If Bill Gates throws a billion dollars at a problem, he expects a great deal of say in where that money goes; but that has the effect of setting the overall priorities (and, crucially, limits) of the charity’s activity. It is not difficult to imagine front-line volunteers in some famine and war-stricken corner of sub-Saharan Africa coming to wonder if capitalism is all that up to scratch. Their organisation cannot do so, if it wishes to keep the money rolling in.
The cliché about charities putting a sticking plaster over a severed artery is very true - and this is because there are structural limits, imposed by their economic life, to thinking in any way seriously about the problems they address.
People walk into this ideological trap quite willingly. The reason is simple enough. Once, I and a comrade were accosted by a chugger (in this case for Amnesty International) in Greenwich. My comrade declared herself a communist, and opposed to charity. The chugger claimed to agree - he had been active in the Communist Party of India (Marxist), but considered it, not unreasonably, too right-wing. But there were people rotting in fetid jail cells now, awaiting the thumbscrews and the electrodes. Charities were not perfect, he argued, but someone had to do something before the revolution rolled around.
A charitable left
The point of revolutionary politics is in fact to dissolve this kind of thinking.
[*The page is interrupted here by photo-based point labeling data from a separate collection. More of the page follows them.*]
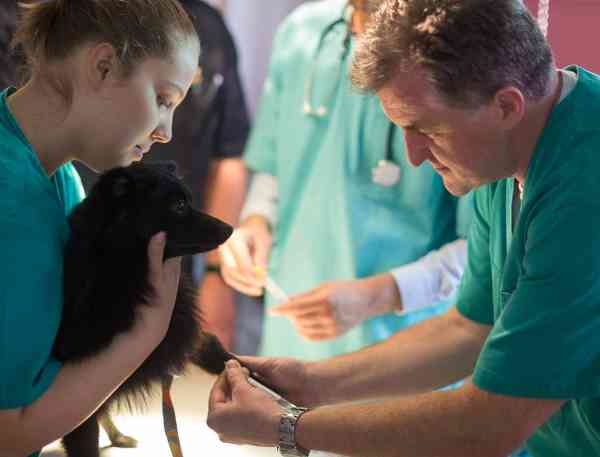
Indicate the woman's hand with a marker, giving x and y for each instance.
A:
(245, 254)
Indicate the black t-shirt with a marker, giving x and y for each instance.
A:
(212, 122)
(8, 62)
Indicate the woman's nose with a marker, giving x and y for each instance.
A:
(164, 132)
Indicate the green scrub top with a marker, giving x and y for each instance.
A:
(333, 221)
(33, 232)
(539, 286)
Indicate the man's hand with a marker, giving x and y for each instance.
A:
(289, 377)
(245, 254)
(334, 308)
(240, 413)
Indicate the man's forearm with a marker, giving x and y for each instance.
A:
(78, 390)
(466, 422)
(427, 356)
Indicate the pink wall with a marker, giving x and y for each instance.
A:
(574, 31)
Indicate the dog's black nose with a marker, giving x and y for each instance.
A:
(199, 233)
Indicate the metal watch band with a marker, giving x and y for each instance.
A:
(287, 433)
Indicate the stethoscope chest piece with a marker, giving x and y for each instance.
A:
(386, 173)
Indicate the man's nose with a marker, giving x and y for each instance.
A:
(417, 147)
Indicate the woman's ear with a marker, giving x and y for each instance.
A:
(102, 65)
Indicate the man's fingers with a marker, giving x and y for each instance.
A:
(240, 284)
(219, 393)
(317, 335)
(322, 323)
(297, 309)
(236, 375)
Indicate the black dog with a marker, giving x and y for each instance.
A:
(105, 280)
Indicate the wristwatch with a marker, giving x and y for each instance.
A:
(287, 432)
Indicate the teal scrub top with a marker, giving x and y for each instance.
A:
(33, 232)
(539, 285)
(333, 221)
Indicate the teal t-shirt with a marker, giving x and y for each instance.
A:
(334, 222)
(33, 232)
(539, 285)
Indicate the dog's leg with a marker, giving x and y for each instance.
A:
(83, 441)
(115, 436)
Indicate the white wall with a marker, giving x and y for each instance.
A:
(253, 23)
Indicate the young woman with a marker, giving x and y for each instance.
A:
(105, 78)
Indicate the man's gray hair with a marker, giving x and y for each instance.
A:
(468, 48)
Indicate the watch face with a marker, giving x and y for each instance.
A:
(287, 431)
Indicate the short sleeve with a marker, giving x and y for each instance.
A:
(30, 307)
(546, 341)
(475, 296)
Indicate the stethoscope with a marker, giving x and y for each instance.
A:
(387, 172)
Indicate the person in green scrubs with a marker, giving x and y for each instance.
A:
(333, 218)
(102, 89)
(475, 88)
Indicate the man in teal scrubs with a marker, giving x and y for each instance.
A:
(320, 142)
(474, 86)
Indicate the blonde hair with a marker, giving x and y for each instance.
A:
(50, 30)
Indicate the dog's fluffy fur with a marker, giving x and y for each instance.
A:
(105, 281)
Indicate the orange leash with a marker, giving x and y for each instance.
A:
(169, 419)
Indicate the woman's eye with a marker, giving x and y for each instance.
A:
(163, 102)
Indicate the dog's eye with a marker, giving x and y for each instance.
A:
(179, 207)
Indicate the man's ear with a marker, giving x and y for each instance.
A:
(510, 106)
(102, 65)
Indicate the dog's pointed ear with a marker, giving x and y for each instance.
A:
(121, 186)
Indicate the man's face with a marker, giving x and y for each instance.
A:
(467, 147)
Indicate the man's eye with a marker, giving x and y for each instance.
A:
(179, 207)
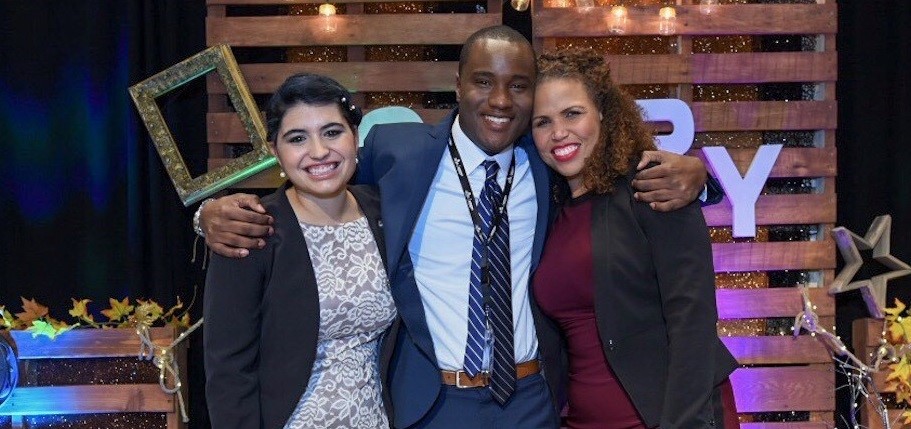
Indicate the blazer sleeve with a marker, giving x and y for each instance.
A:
(682, 256)
(365, 171)
(231, 306)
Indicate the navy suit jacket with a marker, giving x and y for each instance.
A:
(402, 160)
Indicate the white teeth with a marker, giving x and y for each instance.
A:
(321, 169)
(565, 150)
(496, 120)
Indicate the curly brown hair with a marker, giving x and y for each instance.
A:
(623, 134)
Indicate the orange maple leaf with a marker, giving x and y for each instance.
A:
(31, 311)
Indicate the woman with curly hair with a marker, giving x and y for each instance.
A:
(627, 292)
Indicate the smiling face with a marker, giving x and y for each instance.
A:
(317, 149)
(495, 90)
(566, 125)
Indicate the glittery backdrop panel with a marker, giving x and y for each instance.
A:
(98, 421)
(69, 372)
(744, 280)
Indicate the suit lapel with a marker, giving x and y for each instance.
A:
(541, 175)
(420, 167)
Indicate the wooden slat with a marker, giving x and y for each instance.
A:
(793, 388)
(86, 399)
(764, 115)
(771, 302)
(772, 350)
(426, 76)
(728, 20)
(394, 29)
(807, 255)
(791, 162)
(761, 67)
(779, 210)
(87, 343)
(626, 70)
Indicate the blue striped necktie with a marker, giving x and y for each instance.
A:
(496, 250)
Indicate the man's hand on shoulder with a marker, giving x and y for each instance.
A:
(671, 182)
(235, 223)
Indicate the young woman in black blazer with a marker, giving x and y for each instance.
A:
(627, 292)
(294, 331)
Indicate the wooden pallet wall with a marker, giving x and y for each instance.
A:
(721, 64)
(385, 50)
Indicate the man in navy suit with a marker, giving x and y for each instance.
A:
(429, 235)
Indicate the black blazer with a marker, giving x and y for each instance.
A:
(262, 322)
(654, 308)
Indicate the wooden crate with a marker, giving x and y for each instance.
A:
(780, 373)
(37, 400)
(866, 335)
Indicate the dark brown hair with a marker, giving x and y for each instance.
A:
(623, 134)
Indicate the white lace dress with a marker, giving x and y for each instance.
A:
(356, 307)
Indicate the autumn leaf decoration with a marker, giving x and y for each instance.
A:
(898, 333)
(35, 318)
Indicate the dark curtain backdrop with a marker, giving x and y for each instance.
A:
(873, 138)
(87, 209)
(89, 212)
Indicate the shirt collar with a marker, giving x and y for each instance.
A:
(472, 155)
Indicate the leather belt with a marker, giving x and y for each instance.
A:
(462, 380)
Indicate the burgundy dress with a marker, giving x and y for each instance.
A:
(563, 289)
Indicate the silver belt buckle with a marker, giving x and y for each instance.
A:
(459, 379)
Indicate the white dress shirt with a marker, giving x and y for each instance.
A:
(441, 247)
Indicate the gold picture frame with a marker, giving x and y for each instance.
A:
(192, 189)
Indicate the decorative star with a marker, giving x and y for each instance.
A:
(849, 245)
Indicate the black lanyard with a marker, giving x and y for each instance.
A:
(469, 196)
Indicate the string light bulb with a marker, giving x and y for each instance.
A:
(667, 22)
(618, 19)
(520, 5)
(327, 11)
(707, 7)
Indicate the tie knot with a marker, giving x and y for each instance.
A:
(492, 168)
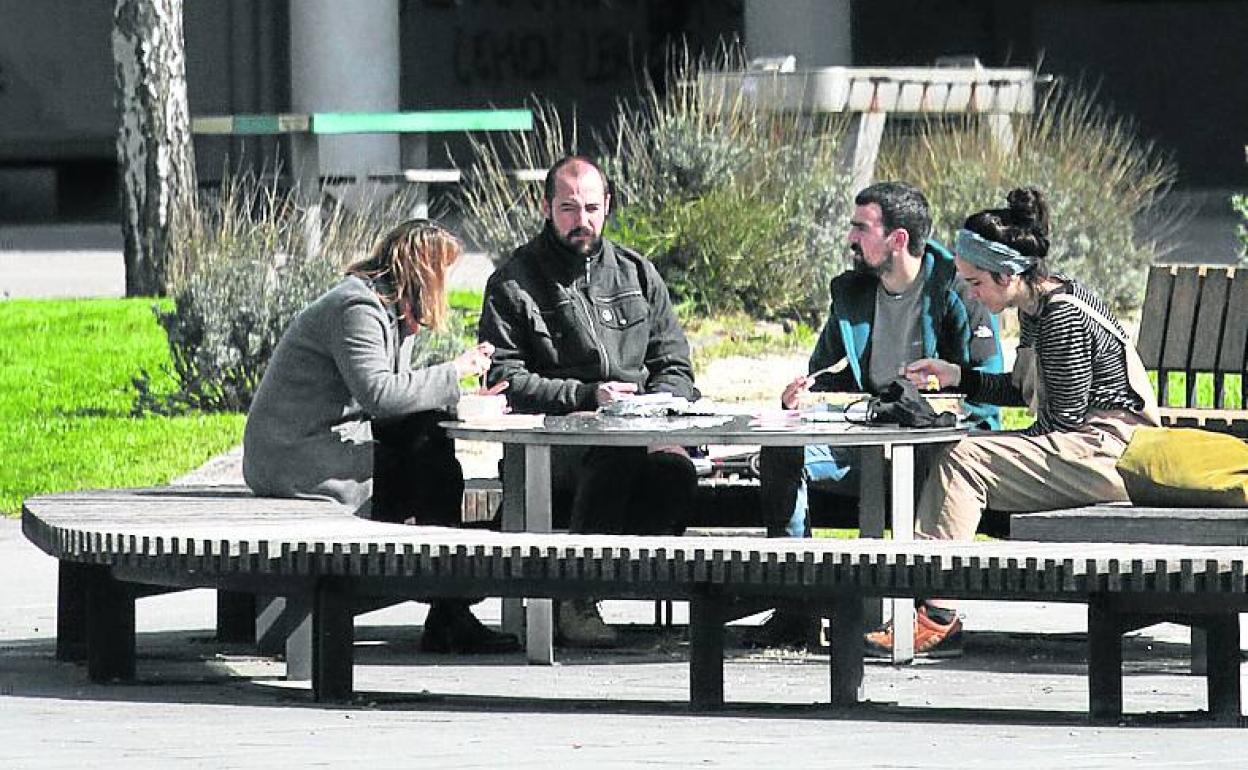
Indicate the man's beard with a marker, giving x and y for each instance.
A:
(582, 247)
(861, 266)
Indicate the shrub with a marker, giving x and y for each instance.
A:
(1239, 202)
(502, 212)
(251, 272)
(1101, 181)
(739, 210)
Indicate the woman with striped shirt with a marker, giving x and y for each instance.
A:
(1075, 368)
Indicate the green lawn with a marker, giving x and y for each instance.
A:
(65, 397)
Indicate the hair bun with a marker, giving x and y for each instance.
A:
(1028, 209)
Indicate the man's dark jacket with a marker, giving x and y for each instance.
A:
(562, 323)
(954, 327)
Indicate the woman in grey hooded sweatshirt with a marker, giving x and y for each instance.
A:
(341, 414)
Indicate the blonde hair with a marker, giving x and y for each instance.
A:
(412, 260)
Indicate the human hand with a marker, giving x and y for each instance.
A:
(932, 373)
(608, 392)
(474, 361)
(794, 389)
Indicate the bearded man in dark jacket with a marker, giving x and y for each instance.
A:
(577, 322)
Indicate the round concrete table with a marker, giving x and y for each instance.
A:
(537, 433)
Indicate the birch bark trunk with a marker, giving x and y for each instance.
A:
(154, 140)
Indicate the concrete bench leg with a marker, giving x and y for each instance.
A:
(1222, 665)
(236, 617)
(110, 628)
(333, 637)
(706, 613)
(283, 627)
(73, 583)
(846, 654)
(1105, 662)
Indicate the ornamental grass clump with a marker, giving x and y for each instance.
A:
(1101, 180)
(739, 210)
(250, 271)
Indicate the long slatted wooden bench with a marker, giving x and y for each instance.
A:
(1193, 333)
(126, 543)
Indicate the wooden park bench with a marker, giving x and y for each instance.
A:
(1193, 333)
(116, 545)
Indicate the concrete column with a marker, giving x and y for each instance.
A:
(818, 31)
(345, 58)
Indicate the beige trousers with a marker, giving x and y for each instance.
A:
(1021, 473)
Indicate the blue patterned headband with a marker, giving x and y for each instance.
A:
(991, 256)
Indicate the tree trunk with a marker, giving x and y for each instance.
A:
(154, 140)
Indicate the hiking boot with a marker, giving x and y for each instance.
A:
(580, 625)
(452, 628)
(786, 629)
(932, 639)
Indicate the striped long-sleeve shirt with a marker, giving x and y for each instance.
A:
(1083, 367)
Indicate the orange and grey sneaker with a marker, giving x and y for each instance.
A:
(932, 639)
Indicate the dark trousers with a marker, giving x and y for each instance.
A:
(630, 491)
(416, 474)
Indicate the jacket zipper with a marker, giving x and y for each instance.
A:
(589, 322)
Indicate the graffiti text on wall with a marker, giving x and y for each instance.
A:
(550, 54)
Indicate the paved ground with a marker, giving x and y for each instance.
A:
(1016, 699)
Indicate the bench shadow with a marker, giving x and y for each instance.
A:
(194, 668)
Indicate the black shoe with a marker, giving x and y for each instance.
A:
(785, 629)
(452, 628)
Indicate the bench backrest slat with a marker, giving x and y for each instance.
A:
(1194, 322)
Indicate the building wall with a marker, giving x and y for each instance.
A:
(1174, 66)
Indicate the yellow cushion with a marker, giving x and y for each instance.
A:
(1186, 467)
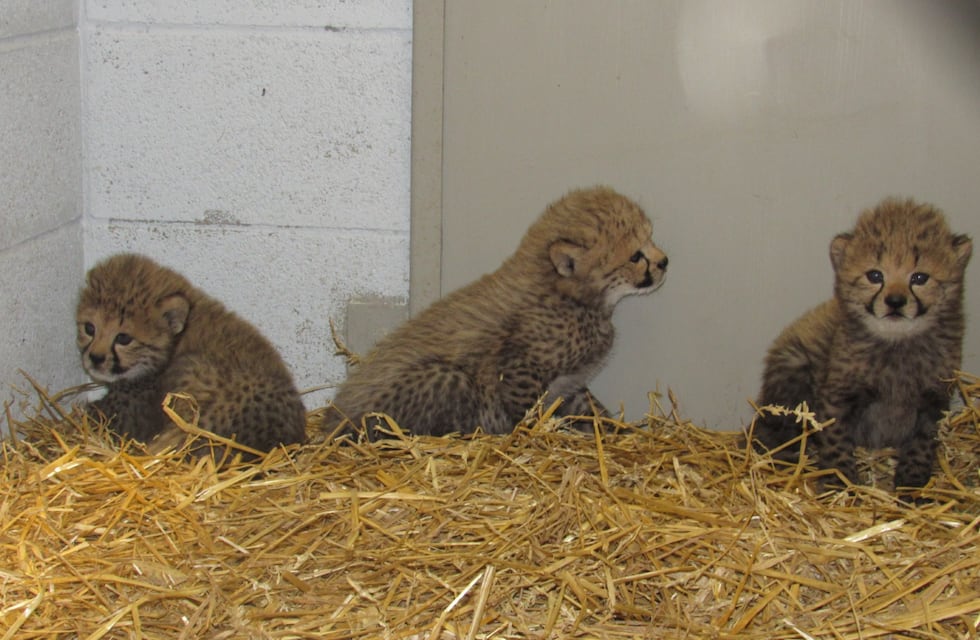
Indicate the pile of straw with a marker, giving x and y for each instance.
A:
(664, 530)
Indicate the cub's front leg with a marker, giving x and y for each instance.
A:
(133, 410)
(836, 443)
(917, 453)
(583, 405)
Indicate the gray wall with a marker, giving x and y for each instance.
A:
(40, 195)
(751, 131)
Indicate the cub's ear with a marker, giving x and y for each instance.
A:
(565, 256)
(963, 248)
(174, 310)
(837, 247)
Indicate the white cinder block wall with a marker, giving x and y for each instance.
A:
(261, 148)
(40, 195)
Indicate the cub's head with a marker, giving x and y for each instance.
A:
(130, 314)
(901, 270)
(598, 244)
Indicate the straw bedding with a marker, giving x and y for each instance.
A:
(662, 530)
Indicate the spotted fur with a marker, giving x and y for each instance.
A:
(144, 331)
(878, 357)
(542, 322)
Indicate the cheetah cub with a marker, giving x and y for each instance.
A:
(144, 331)
(482, 356)
(878, 356)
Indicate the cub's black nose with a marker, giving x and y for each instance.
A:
(895, 301)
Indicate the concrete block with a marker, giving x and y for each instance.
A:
(21, 17)
(40, 140)
(286, 128)
(329, 14)
(287, 282)
(39, 291)
(369, 320)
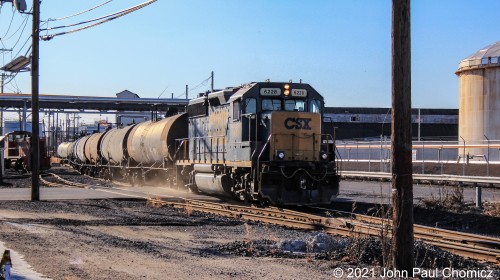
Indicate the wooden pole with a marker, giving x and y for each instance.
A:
(35, 135)
(402, 181)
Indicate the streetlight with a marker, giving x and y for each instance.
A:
(20, 64)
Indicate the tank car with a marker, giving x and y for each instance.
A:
(257, 142)
(17, 149)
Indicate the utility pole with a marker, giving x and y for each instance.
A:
(212, 86)
(1, 109)
(35, 135)
(402, 177)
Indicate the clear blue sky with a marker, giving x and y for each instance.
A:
(342, 48)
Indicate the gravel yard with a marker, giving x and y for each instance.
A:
(127, 239)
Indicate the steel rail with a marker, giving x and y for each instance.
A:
(426, 177)
(482, 248)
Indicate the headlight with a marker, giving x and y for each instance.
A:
(281, 155)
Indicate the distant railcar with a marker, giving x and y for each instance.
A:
(17, 150)
(258, 142)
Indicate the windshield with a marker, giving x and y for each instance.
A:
(295, 105)
(271, 104)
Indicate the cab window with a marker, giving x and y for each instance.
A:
(271, 105)
(295, 105)
(315, 106)
(236, 111)
(250, 106)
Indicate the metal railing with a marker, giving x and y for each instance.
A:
(428, 157)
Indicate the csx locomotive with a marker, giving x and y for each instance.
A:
(258, 142)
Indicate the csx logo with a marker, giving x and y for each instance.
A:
(297, 123)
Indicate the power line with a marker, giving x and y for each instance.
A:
(106, 19)
(10, 24)
(77, 14)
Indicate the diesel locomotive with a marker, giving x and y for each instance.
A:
(260, 142)
(17, 148)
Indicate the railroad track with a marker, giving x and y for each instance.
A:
(473, 246)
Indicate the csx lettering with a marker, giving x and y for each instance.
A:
(297, 123)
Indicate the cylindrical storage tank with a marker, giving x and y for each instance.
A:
(62, 150)
(114, 144)
(92, 147)
(479, 112)
(151, 142)
(79, 149)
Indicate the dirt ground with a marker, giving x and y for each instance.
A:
(127, 239)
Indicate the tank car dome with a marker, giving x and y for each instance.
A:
(488, 56)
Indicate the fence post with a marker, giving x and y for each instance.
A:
(478, 196)
(463, 164)
(381, 153)
(487, 157)
(369, 157)
(423, 153)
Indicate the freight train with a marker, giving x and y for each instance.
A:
(259, 142)
(17, 148)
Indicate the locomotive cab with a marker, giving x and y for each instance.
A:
(262, 141)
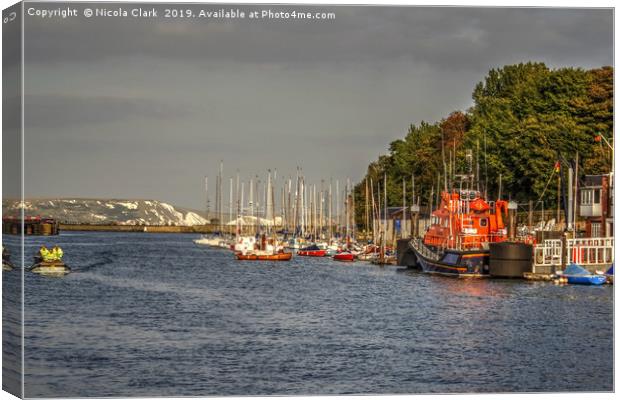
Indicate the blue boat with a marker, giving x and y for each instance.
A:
(578, 275)
(610, 274)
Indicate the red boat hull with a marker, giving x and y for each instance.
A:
(312, 253)
(266, 257)
(344, 257)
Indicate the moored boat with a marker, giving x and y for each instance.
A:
(259, 255)
(344, 256)
(312, 251)
(610, 274)
(578, 275)
(457, 243)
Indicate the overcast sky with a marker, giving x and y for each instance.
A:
(130, 108)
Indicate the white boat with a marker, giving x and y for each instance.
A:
(213, 241)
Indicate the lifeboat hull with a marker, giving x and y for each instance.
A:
(264, 257)
(344, 257)
(312, 253)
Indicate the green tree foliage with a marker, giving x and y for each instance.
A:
(523, 117)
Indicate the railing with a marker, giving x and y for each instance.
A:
(583, 251)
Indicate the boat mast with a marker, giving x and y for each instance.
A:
(331, 222)
(207, 196)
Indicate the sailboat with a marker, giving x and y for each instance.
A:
(267, 249)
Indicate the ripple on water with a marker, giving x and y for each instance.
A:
(156, 315)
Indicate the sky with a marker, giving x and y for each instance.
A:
(146, 108)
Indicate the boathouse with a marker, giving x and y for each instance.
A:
(596, 205)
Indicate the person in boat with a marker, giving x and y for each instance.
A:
(57, 253)
(45, 254)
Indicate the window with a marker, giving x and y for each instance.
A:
(596, 229)
(450, 258)
(586, 197)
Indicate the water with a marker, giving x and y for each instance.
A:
(156, 315)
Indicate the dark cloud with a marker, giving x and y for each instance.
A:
(446, 38)
(146, 108)
(61, 111)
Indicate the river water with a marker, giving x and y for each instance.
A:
(156, 315)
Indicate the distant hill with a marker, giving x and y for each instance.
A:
(110, 211)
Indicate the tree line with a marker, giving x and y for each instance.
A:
(524, 119)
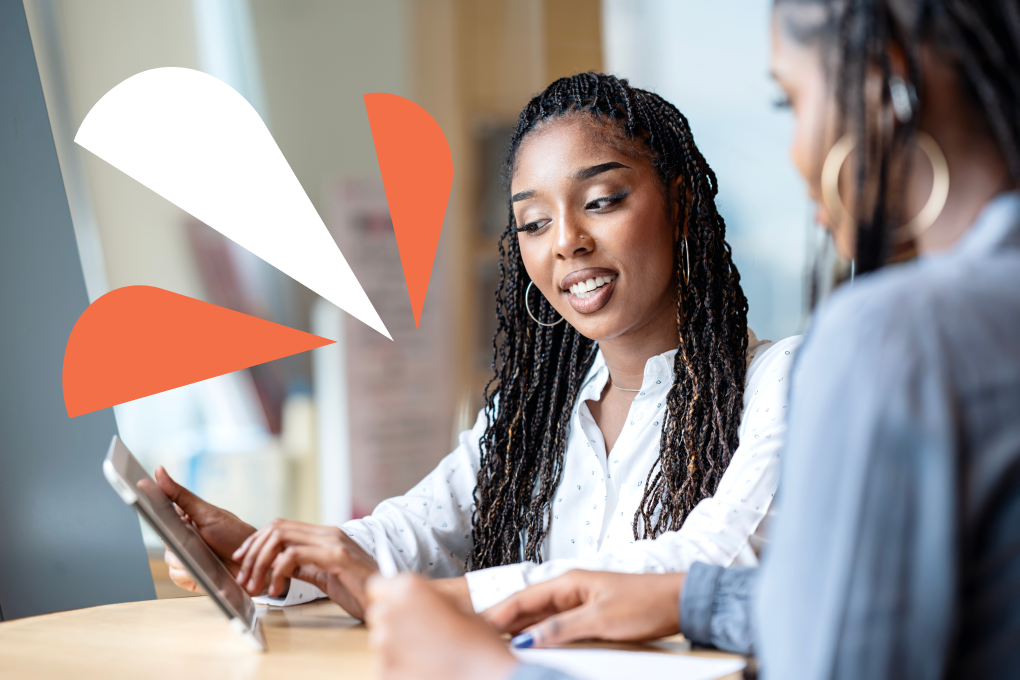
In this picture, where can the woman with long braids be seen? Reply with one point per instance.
(897, 553)
(616, 432)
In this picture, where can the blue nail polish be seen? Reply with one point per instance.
(522, 641)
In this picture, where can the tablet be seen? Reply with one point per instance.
(140, 490)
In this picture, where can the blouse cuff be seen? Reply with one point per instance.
(491, 586)
(716, 607)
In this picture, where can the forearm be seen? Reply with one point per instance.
(531, 672)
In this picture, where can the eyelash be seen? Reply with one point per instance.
(609, 200)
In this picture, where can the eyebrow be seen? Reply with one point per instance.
(595, 170)
(585, 173)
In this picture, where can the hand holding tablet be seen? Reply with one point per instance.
(138, 489)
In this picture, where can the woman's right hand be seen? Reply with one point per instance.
(222, 531)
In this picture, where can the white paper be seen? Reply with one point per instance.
(613, 664)
(299, 593)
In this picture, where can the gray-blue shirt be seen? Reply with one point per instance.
(897, 554)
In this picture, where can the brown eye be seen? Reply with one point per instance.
(606, 201)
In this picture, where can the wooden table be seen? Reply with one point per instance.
(187, 639)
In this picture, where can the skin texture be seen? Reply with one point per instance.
(977, 168)
(439, 642)
(618, 220)
(585, 605)
(621, 607)
(224, 533)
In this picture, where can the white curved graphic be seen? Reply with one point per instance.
(200, 145)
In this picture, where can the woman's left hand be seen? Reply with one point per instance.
(419, 632)
(285, 548)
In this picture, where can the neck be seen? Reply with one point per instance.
(626, 354)
(977, 169)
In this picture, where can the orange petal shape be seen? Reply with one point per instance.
(417, 173)
(140, 341)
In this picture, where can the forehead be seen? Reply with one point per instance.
(558, 147)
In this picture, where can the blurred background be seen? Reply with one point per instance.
(323, 436)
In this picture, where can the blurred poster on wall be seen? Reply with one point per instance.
(400, 391)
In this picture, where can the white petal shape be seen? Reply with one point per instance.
(200, 145)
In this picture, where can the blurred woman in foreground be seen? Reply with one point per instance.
(898, 552)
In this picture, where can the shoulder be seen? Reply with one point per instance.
(774, 359)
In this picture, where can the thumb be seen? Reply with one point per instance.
(582, 623)
(177, 493)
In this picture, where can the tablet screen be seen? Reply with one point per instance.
(181, 537)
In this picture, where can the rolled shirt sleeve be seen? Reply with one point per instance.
(716, 607)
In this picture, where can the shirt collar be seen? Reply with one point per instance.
(658, 366)
(997, 228)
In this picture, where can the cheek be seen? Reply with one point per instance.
(538, 258)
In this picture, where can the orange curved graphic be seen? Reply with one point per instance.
(417, 173)
(140, 341)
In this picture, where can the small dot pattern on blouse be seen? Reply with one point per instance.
(600, 490)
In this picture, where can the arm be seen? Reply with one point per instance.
(859, 578)
(428, 529)
(718, 528)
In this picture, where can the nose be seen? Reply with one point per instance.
(571, 239)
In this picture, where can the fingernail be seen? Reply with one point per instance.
(522, 641)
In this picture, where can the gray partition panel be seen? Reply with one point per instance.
(66, 539)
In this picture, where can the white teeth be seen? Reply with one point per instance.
(584, 289)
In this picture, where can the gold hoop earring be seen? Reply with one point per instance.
(528, 308)
(932, 207)
(686, 254)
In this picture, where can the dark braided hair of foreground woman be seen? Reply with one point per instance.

The revolutionary sees the million and one varieties of suffering not as a homogenous mass of ‘good causes’, but as a raw material to distil into a directed and conscious programme for change.
More broadly, the workers’ movement has historically had a troubled relationship to charity. We need only mention the Salvation Army, whose early attempts to provide religiously loaded relief for the impoverished was met with open hostility from working class people; violent clashes were common.
Today’s left, however, is depressingly reminiscent of the chugger. Every sinew is strained to build the next demonstration, to stop fascists from descending on such and such a town this weekend ... Something has to be done, now! In truth, however, the misery highlighted by the chugger, and the hot-button issues of leftwing pseudo-activity alike, will remain unresolved until we come up with a strategy to overthrow capitalism.
George Osborne’s attack on charitable tax breaks is utterly cynical, and so he will have no difficulty dropping it forthwith. Nobody, surely, can credit this man with any real concern over mass tax avoidance. The hysterical outcry against him is based on the risible premise that his policy will destroy charity in this country; the problem, rather, is that it won’t.
Charitable ideology - and its concomitants, the ‘deserving poor’ and so forth - will not be killed by fiscal policy. Only solidarity can loosen its deadening grip; the self-inflicted hopelessness of the far left, alas, makes that a rather distant prospect at the moment.